September 22 2014 Latest news:
Wednesday, November 21, 2012
A hospital trust has been urged to carry out an investigation after a man was given an overdose of diamorphine in error, which could have contributed to his death.
Michael Shuckford, 79, who was terminally ill, was given a 24-hour dose of diamorphine in 12 hours at the James Paget University Hospital in Gorleston.
Yesterday’s inquest in Norwich, which was attended by Mr Shuckford’s family, heard that while it could not be proved the overdose had hastened his death, it was not ruled out.
The inquest also heard contradictory evidence from nurses involved in the care of Mr Shuckford, and was told that trust policies were not being complied with at the time of his death on August 2, 2011.
Norfolk coroner William Armstrong recorded a verdict of death from natural causes – as Mr Shuckford had a combination of serious illnesses including a heart condition and renal failure – with the infusion of medication through a syringe driver a contributory factor.
The inquest was told that the Department of Health raised a national alert in 2010 after a number of errors occurred through the use of the same syringe driver.

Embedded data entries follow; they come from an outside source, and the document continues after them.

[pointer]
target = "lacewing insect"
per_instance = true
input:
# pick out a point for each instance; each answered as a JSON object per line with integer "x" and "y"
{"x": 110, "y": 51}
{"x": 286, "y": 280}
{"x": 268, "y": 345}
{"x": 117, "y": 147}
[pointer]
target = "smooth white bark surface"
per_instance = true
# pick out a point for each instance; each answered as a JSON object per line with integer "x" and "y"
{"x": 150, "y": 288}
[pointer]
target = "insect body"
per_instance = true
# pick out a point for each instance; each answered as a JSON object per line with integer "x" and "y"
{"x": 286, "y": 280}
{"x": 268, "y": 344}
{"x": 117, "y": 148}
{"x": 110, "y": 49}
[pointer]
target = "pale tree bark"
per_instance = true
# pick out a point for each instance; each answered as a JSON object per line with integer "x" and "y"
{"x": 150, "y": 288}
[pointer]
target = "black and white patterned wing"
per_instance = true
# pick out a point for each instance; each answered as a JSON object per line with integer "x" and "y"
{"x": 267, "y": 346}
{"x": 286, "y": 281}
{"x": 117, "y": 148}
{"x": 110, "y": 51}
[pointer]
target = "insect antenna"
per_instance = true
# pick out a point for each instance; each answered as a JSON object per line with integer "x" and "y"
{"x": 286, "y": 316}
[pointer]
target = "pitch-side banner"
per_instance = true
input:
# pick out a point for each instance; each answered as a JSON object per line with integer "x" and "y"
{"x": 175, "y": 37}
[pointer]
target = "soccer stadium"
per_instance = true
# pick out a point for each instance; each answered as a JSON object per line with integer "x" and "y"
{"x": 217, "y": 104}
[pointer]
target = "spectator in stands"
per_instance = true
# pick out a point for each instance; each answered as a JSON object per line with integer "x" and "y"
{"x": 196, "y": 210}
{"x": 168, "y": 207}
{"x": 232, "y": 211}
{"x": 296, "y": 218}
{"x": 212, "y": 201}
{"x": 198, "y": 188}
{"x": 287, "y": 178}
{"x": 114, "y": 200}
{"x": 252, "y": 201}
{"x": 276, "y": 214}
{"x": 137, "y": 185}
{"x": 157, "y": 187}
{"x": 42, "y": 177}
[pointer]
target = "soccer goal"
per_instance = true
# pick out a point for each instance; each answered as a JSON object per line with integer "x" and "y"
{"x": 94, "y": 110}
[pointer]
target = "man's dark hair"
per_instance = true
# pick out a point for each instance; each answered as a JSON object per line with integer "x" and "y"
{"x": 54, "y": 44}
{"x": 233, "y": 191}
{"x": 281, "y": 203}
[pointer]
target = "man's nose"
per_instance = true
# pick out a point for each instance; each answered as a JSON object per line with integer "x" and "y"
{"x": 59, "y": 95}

A national programme to replace this type of syringe driver is being piloted at the JPH and across the country, but is not yet in force.
Mr Armstrong said: “The nurses’ evidence painted a picture of confusion, misunderstandings, inadequate records and inefficient communications, and policies not being properly understood or properly applied.
“I will make a formal report to the James Paget University Hospitals NHS Foundation Trust’s chief executive, asking for it to consider whether there should be an investigation to see why this error occurred, to consider the procedure on the use of syringe drivers, and to consider the use of the new procedure following the 2010 national alert.
“While we have been told that this is in hand, there needs to be an assurance that it is being carried out.”
He also raised concerns that while the alarm had been raised nationally in 2010 about the current syringe driver, the trust had until 2015 to implement changes to replace it and reduce the risk of it happening again.
He called for the changes to be implemented before 2015, which he said was a too generous time scale.
Mr Shuckford, a retired butcher who lived at a care home in Great Yarmouth, was admitted to the JPH on June 26, 2011, following a suspected heart attack.
He was put on the controversial Liverpool Care Pathway, for palliative care, after consultation with his family, on July 29.
A syringe driver containing diamorphine, an anti-sickness drug and a sedative was administered on August 1, but that was removed and a new pump with a higher dosage of drugs was put in place to run 24 hours later.
However, the rate of the infusion was incorrectly set which meant that Mr Shuckford was given the 24-hour dosage in just 12 hours.
Nurses at the inquest could not explain why the error occurred, but Srija Manikandan, who administered the syringe driver, admitted that she may not have “properly” understood the advice fellow nurse Louise Kiybet had given her.
Nurse Rosalind McManus admitted that trust policies were not being complied with and said she had not checked the drug charts which would have highlighted the error.
On behalf of the trust, Sarah Plume, matron of the ward where Mr Shuckford died, apologised to the family and accepted that the inquest had revealed evidence of confusion and misunderstandings.
She added: “Policies within the hospital are changing as a result of this incident and the national alert raised in 2010.
“Following the formal disciplinary route within the trust, the staff involved have received syringe driver training.”
The inquest was told that Mr Shuckford had been married to Evelyn for 57 years, was interested in dogs, country and western music and had a great sense of humour.